A monk with no wisdom to impart; a con artist who lets you in on half the con; a TV evangelist who makes holiness sound both glitzy and nourishing — Cohen in his later years played all these parts with an ease that hid decades of trial and error. There’s a lovely moment in “Passing Through” when Cohen, performing “The Tower of Song” at Austin City Limits, asks his fans if they’d be interested in hearing the meaning of life. They go wild, naturally, and Cohen smiles, barely. His backup singers carry on, unphased—“doo-dum-dum-dum, da-doo-dum-dum …”—and the tension builds for a few more minutes. “Do you want to hear it?” Cohen asks, “Do you? Do you?” and just when the audience can wait no longer he launches into his own “doo-dum-dum-dum, da-doo-dum-dum,” and the laughs and cheers of festivalgoers in Austin merge with the laughs and cheers of museumgoers in Manhattan.
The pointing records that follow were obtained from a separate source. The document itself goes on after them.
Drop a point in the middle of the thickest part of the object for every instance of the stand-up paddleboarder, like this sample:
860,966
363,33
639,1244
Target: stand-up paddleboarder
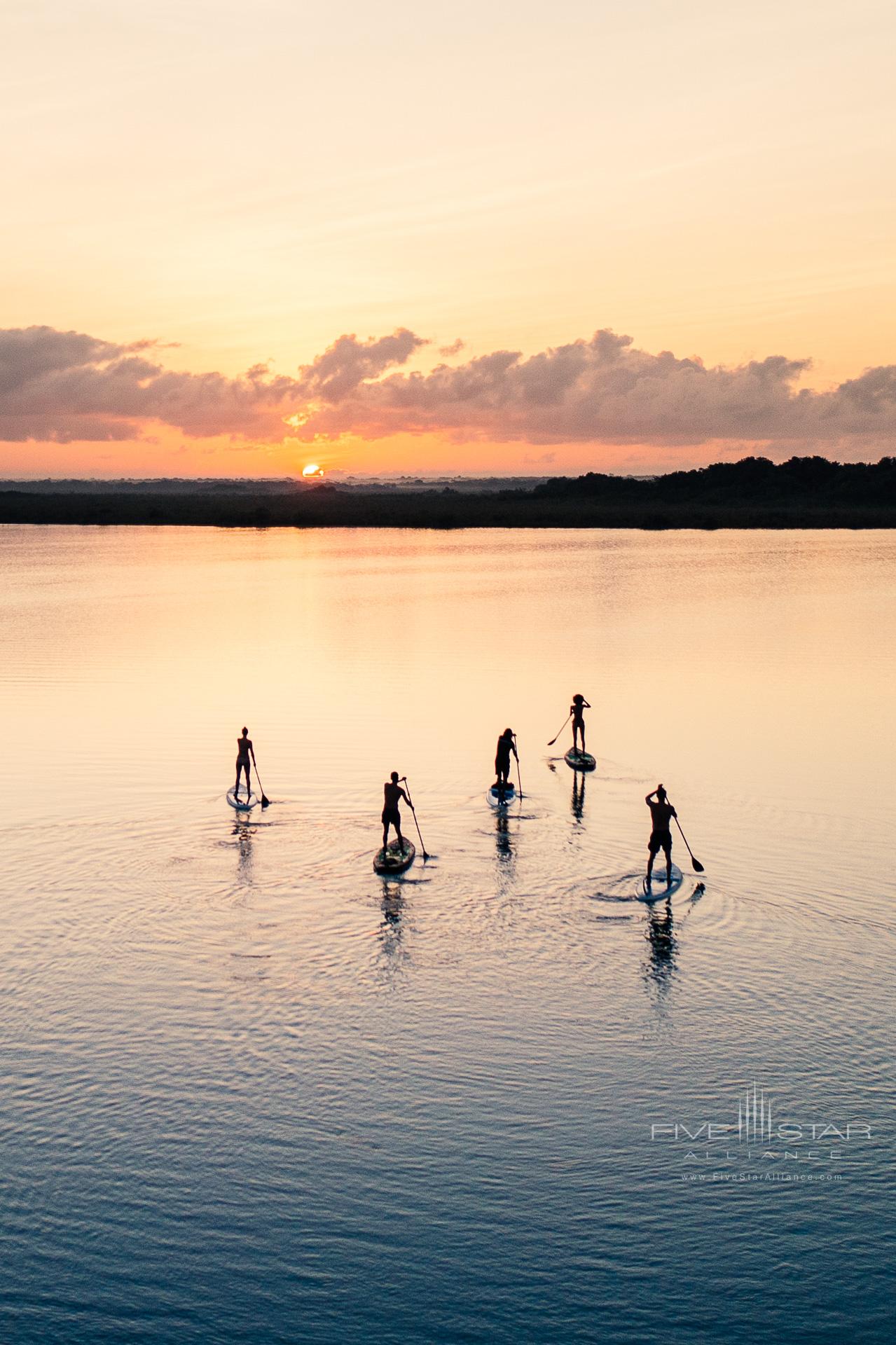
576,710
392,794
502,759
661,814
245,759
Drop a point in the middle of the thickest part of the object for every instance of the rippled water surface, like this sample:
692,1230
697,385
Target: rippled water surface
253,1093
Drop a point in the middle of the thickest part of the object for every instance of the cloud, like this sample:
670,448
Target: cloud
602,390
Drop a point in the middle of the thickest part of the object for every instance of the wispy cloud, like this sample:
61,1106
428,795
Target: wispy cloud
65,387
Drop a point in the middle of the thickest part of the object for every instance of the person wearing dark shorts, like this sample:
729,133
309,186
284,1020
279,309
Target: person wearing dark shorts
661,814
576,710
244,757
390,815
502,759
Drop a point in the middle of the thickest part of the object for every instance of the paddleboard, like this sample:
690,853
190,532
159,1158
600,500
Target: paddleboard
394,860
241,803
501,798
659,890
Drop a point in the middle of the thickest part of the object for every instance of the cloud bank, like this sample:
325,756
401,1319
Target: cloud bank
67,387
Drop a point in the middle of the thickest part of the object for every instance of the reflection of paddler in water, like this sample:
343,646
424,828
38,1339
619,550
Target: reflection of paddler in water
579,795
661,814
502,759
663,944
393,792
245,759
576,710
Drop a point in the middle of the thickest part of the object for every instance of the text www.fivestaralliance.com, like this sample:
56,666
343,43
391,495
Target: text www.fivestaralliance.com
743,1177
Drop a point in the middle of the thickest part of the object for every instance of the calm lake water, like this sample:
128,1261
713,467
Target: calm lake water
253,1093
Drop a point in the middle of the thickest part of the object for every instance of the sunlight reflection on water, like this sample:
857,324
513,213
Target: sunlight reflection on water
253,1091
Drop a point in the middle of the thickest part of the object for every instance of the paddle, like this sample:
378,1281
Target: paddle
266,801
697,865
404,780
564,725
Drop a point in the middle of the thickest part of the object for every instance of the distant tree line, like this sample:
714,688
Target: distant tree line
754,492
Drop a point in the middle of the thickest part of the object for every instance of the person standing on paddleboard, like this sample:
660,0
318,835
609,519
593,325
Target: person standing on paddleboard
390,815
245,757
502,759
576,710
661,814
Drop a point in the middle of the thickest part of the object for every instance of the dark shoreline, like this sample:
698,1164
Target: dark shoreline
809,492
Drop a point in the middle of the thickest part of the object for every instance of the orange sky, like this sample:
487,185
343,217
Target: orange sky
245,186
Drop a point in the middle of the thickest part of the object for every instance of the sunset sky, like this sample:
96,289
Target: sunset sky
478,237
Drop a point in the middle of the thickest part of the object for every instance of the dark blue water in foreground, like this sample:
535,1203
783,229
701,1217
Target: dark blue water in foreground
252,1093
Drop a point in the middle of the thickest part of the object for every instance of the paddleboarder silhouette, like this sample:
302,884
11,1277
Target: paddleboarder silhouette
245,759
576,709
393,792
661,814
502,759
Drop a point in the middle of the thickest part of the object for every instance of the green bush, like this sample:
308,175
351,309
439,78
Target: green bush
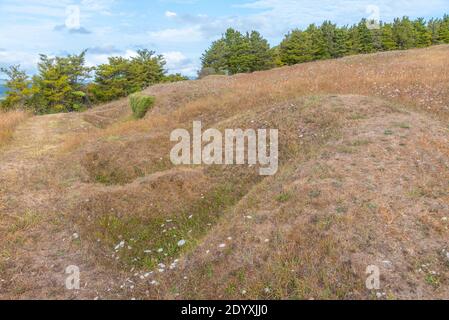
140,104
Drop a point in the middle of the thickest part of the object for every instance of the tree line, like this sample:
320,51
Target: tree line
236,52
66,84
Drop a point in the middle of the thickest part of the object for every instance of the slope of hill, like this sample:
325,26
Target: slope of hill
363,180
2,89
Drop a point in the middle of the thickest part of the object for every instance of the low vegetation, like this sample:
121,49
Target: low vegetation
140,104
237,53
362,181
64,84
8,122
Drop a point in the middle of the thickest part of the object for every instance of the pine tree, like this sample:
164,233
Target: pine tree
443,32
18,87
215,57
404,33
387,38
423,37
434,26
296,48
365,38
238,53
261,55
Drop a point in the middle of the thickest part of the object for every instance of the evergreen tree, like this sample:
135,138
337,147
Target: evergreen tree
18,87
215,57
238,53
434,26
423,37
60,84
365,38
404,33
261,55
443,32
296,48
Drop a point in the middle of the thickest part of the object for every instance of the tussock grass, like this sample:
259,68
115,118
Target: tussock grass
8,122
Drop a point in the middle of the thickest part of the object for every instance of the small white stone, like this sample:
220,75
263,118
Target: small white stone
181,243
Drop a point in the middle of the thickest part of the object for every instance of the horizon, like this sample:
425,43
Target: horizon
181,30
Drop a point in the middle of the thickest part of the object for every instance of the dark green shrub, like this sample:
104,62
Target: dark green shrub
140,104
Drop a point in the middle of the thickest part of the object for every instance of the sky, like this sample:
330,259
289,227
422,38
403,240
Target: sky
181,30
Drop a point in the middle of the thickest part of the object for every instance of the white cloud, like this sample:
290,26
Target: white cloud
177,62
170,14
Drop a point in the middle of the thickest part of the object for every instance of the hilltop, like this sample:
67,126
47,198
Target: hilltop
363,180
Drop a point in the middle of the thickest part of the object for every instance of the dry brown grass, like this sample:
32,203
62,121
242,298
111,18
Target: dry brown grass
362,180
8,122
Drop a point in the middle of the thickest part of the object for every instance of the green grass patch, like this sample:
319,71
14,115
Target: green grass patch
140,104
154,240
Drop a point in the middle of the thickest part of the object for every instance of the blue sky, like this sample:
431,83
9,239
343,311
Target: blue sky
179,29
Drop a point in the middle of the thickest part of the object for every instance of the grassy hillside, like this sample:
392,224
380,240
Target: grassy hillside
363,180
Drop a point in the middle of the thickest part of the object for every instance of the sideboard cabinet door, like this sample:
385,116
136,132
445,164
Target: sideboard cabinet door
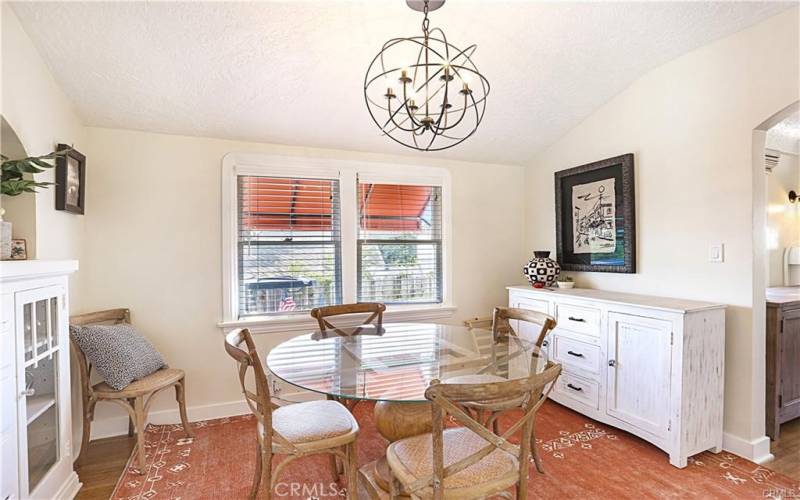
640,357
790,368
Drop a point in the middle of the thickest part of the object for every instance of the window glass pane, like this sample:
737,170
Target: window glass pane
400,243
289,244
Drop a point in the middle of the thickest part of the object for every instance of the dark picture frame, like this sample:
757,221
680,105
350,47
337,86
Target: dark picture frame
594,233
70,181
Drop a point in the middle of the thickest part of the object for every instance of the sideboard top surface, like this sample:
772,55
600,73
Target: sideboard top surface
630,299
783,295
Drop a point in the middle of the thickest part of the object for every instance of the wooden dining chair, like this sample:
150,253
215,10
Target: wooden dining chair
501,325
374,309
135,398
470,461
296,430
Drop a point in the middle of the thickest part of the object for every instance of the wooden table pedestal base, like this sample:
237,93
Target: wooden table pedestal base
394,421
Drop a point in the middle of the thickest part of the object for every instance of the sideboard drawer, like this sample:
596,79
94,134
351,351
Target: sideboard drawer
578,389
576,354
578,319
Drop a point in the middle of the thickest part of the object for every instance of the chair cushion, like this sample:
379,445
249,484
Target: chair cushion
412,459
119,353
145,385
312,421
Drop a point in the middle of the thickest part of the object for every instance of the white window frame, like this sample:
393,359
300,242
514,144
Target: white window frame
349,173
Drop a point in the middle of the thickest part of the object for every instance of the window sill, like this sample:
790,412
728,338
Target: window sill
304,323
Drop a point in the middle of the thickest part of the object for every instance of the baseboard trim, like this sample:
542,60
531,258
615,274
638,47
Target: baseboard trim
756,450
70,488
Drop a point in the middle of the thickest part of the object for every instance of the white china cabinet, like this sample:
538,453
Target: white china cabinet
35,421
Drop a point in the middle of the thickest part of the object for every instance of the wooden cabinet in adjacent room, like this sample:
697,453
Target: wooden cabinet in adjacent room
783,357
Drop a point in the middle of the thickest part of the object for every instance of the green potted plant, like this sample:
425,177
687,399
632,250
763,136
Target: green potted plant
15,180
565,281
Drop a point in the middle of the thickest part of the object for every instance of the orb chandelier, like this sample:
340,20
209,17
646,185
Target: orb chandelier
424,92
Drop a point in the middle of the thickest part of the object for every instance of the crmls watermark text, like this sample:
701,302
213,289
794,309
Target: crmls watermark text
313,490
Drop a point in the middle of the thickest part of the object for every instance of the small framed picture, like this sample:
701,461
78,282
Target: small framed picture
596,216
19,250
70,181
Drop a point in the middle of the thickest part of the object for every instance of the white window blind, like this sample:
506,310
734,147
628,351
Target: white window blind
399,243
289,244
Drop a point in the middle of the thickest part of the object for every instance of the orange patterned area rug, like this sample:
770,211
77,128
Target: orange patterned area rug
583,459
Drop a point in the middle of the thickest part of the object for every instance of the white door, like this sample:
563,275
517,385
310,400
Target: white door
640,357
40,323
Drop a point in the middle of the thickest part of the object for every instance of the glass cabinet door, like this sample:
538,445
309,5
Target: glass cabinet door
42,353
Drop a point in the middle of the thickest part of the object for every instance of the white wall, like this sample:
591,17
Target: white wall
42,117
690,124
154,245
783,220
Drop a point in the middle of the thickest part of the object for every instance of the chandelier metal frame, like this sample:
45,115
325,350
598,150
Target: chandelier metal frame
418,125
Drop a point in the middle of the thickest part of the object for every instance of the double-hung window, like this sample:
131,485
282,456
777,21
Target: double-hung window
305,233
399,243
289,244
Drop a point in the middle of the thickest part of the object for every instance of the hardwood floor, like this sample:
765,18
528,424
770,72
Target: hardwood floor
787,450
103,465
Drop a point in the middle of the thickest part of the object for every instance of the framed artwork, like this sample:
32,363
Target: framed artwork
70,181
596,216
19,250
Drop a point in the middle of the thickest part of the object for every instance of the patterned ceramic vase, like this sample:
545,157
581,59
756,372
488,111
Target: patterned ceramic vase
541,270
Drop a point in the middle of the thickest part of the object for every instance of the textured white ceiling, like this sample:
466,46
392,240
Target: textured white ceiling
292,72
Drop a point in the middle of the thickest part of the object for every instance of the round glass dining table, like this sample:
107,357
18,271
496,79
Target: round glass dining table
394,365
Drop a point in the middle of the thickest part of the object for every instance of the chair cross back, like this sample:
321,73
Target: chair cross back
446,399
260,402
502,328
322,313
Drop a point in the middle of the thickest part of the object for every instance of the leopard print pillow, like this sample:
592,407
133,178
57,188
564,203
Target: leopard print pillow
119,353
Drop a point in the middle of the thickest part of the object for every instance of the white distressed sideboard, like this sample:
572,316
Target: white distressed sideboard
651,366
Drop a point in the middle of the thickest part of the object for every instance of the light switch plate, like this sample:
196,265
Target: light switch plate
716,253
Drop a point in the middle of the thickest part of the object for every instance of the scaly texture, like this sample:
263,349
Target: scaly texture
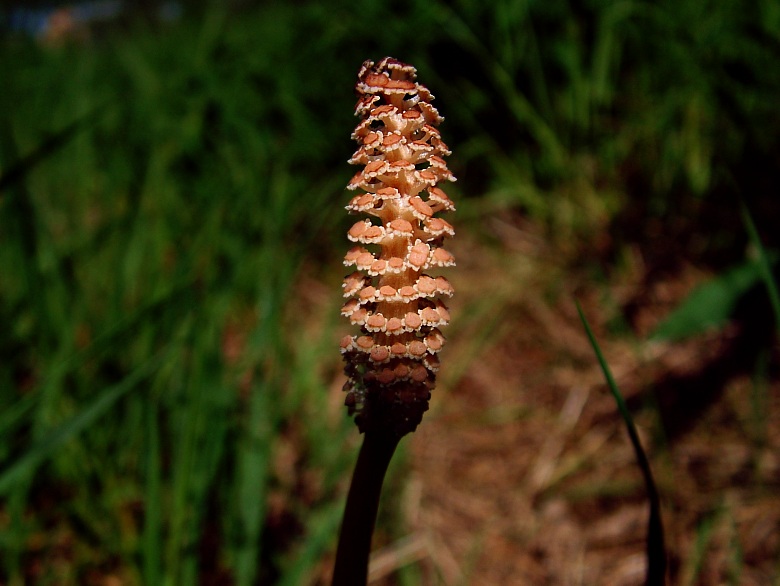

To appreciate how precious this kind of showmanship is, you have only to visit the museum’s third floor and listen to the contemporary takes on Cohen’s music. Like his sometimes-rival Bob Dylan, Cohen was, fundamentally, a soft-sell performer whose songs were doomed to be covered by an endless procession of hard-sell artists who couldn’t resist shining and sweetening his work. Even something as powerful as Jeff Buckley’s “Hallelujah” is almost a photographic negative of its source; everything mysterious or emotionally understated about Cohen’s original version has been pushed to the surface and rendered brightly unignorable. Buckley’s performance hasn’t been included in the exhibition, but many of songs that were strike a similarly earnest tone, with mixed results. Julia Holter’s passionately polished “Take This Waltz” starts well but leaves you numb — each repetition of the chorus is more imploring, and less persuasive, than the one before. Neither Holter’s cover nor any of the others in “A Crack in Everything” comes close to achieving what Cohen’s originals do: hypnotizing you into making the first move, drawing you into the singer’s orbit.
This idea of Cohen as an almost astronomical force, too vast to be comprehended all at once, underlies two of the finest pieces in “A Crack in Everything.” One, “I Heard There Was a Secret Chord,” designed by the design studio Daily tous les jours, allows participants to sing “Hallelujah” into a microphone, triggering a plangent murmur that ebbs and flows with the number of people across the planet currently listening to Leonard Cohen’s music. The other, “I’m Your Man (A Portrait of Leonard Cohen)” by Candice Breitz, consists of eighteen screens, each showing a devoted Cohen fan singing along, gracelessly, to his 1988 album “I’m Your Man.” None of them seem aware of the cacophony they’re creating — all they can hear is the original “I’m Your Man” humming through their headphones.
It’s easy to laugh at a pack of old farts failing to sing along with a great singer, as easy as laughing at the paunchy fanboys who like to dress up as Aquaman and Superman. But on further reflection “I’m Your Man” turns poignant: these eighteen strangers, banal in seemingly every way besides their involvement in this performance, have access to beautiful music that we, experiencing Breitz’s artwork, can only grasp indirectly. Graceless or not, they seem to be guarding something sacred — and in this sense, they’re more like Cohen than they seem. At his very best, Cohen gave the sense that he was holding something back, some secret chord which no biography or song or exhibition could play. Not for nothing was his Zen name “The Silent One.”